I was impressed at how many football fans (many of whom had never been to Brazil before) were undeterred by the terrifying coverage in the international press, which included warnings about everything from disease-carrying mosquitoes to unfinished stadiums, drug gang-related violence, and widespread social unrest. Over the past month, signs were posted on the metro with a list of suggestions visitors should follow to stay safe (although the guidelines were all in Portuguese). The metro train cars were transformed into PSAs about Dengue Fever, with a list of symptoms and Dengue Mata (Dengue Kills) painted dramatically across the doors. Riot police appeared throughout the city, sporting specially designed Darth Vader-esque outfits.  And although the energy in Rio has been more subdued than anticipated, there has still been plenty of drama: the 2,000+ Argentinian “hooligans” banned from entering the country, the 85 Chileans who charged into Maracanã Stadium without tickets and were arrested en masse, the Uruguayan who can’t stop biting other players, and Brazil’s official World Cup instrument—a plastic rattle with finger holes called the caxirola—that was outlawed from the stadiums not for its ear-deafening sound but for its potential as a weapon, after spectators chucked it on the pitch during a local match when they didn’t like the referee’s call. 

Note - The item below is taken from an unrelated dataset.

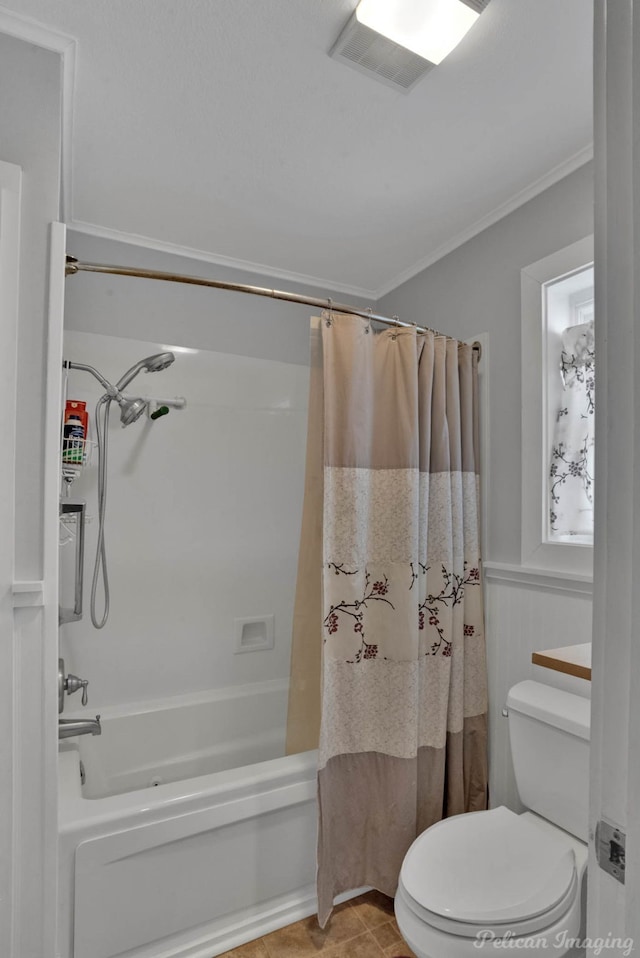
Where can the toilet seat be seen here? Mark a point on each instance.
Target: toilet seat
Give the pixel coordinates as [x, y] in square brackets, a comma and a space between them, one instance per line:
[489, 870]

Whether or not the World Cup is ultimately viewed as a success or a disaster (and how that will in turn affect the presidential election results this coming October) remains to be seen. For now, politics aside, Brazilians seem to feel confident in their team, and expectations are high for this Saturday’s match against Chile. Hopefully it will be another afternoon filled with cheers, horns, and fireworks.